O fato é que minhas irmãs, solucionariam
seus problemas genéticos, uma com balé clássico e a outra
com lentes coloridas e eu não. Talvez não fosse a terapia que resolveria
meu dilema, e sim um bisturi.
Aos 29 anos, já colecionava duas perfurações
adquiridas, uma em cada tímpano: a do direito, por acreditar
ser um lambari quando imergia na represa, a água entrava no ouvido e o infeccionava; a do
esquerdo, causado por mergulho de cilindro na caça aos
tubarões.
No ano 2000, foi comprovado por especialistas de
otorrinolaringologia que as crianças que tiveram
traumatismos recorrentes no tímpano durante a infância
poderiam ter seu sistema neuro-central afetado.
O que isso significa? Em rápidas linhas, uma tendência
à pessoa passar muito tempo em seu próprio mundo,
desconectar-se, eventualmente, do ambiente onde está e a das
pessoas com quem convive.
Depois de fazer a timpanoplastia aos 10 anos de idade, fiz a
segunda aos 34 - ambos os tímpanos ficaram livres para eu
mergulhar de cabeça na piscina, mar ou no chuveiro... Mas
a audição não voltou. O que surdou, surdou
mesmo.
Solução do século XX: nada de aparelhos auditivos
Telex e sim micro caixas de som
Bang & Olufsen - essa é a promessa de tecnologia dos novos aparelhos, não a
verdade e muito menos a marca citada acima (ela é meramente
ilustrativa).
Máfia branca. Fonoaudiólogas tornam-se vendedores. Tentam
vender o peixe. Nada contra o profissional ganhar sua
comissão, mas tem que estar apto a profissão pela qual se
formou e exerce, e não ser apenas um vendedor.
Prometem um aparelho que é a cara metade do seu canal
auditivo e que irá se ajustar as suas necessidades. Só que
eles não sabem ajustar "as suas necessidades". Não incluo toda a classe,
tomo como referência
aqueles que me atenderam.
A primeira vez que se coloca o aparelho, que é moldado
dentro de sua orelha, surge uma microfonia ensurdecedora.
Mas ele é "eqüalizado" e colocado no canal
auditivo. a partir de então, o tímpano ouve sons nunca ouvidos.
Ouve o vizinho fazer pum. O vira-lata da esquina a cavar o
asfalto para enterrar o osso. Os
passos das formigas e ao mesmo tempo os meus. “Uma solução para cada caso?”.
Embuste! Igual aos antigos aparelhos.
A proposta é que o alcance do som se adapte a cada ambiente.
Em multidões, ele potencializa. Ao entrar num local silencioso, ele
abaixa.
Por apenas 8.333 pães, o aparelho é seu!
Desisti de ouvir melhor, já que uma operação também não
adiantaria, pois a parte óssea do meu ouvido está
comprometida. A cada dia que passa, me articulo cada vez
pior, mas acreditando ouvir e me expressar muito bem!
Hoje, as irmãs, adultas,
não são tão cruéis nem tão preconceituosas, concluíram (mos)

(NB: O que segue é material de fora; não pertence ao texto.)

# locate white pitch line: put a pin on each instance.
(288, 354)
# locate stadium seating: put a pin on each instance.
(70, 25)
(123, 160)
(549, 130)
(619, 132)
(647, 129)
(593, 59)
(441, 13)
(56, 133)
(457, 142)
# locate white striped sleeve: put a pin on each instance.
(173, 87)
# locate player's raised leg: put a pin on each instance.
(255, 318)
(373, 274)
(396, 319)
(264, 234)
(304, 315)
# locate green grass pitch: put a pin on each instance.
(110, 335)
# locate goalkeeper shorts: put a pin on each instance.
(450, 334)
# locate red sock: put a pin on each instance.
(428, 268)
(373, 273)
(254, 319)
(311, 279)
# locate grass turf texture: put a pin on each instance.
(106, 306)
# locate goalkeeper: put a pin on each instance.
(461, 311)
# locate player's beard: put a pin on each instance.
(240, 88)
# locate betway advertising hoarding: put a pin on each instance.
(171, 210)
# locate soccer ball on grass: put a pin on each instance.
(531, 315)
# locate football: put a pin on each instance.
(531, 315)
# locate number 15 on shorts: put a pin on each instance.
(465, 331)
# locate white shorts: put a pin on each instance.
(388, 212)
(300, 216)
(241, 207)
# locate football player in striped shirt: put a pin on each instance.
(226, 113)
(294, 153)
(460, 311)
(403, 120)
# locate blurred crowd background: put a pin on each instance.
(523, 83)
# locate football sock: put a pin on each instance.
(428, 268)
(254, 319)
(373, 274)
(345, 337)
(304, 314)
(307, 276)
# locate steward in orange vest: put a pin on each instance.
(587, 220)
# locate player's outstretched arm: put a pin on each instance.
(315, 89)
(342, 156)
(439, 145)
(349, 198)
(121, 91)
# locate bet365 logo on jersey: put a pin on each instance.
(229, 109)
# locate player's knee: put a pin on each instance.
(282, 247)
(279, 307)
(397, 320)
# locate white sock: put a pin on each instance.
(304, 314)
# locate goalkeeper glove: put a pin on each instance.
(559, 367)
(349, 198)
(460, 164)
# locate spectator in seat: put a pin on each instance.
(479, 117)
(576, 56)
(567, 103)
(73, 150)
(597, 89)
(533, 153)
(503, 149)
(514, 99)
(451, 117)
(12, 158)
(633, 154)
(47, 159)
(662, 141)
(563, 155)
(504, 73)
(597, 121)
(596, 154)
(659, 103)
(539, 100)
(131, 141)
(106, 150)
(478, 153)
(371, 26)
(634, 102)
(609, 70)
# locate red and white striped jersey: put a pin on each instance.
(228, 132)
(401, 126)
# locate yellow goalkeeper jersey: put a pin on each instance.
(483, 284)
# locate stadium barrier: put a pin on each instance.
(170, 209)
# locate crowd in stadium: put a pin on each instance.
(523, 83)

que não há bastardas entre nós e, mesmo, que houvesse, não
seria problema para nos "amarmos". Não há uma Carrie, a
estranha entre nós.
Apenas puxei a família de meu pai: a
mãe dele, a irmã dela, a mais nova e as duas mais velhas,
que estão surdinhas da Silva! Como eu, só que sou jovem
demais em comparação, e não pelos mesmos motivos.
Mesmo que,
segundo a astrologia, meu planeta regente seja Marte, não
sou alienígena. É brasa, mora! - como diria Roberto Carlos.
***
P.S. O sketche de surdez abaixo se
passou comigo:
Trabalho numa loja de presentes. Um cliente entra e
pergunta:
— Tem carne?
— Carne?! - sorrio irônica
— Não, carne! – aumenta a voz, mantendo a educação.
— Não, não temos carne! – digo irônica com o subtexto “aqui
não é açougue!”.
Um outro vendedor se aproxima e me diz, discretamente:
— Cards... Aquelas cartas que a garotada
coleciona, de carro, futebol...
—... Por que não me disse antes? – sorrio sem graça
para o cliente – CAR-DS? Na loja ao lado, senhor!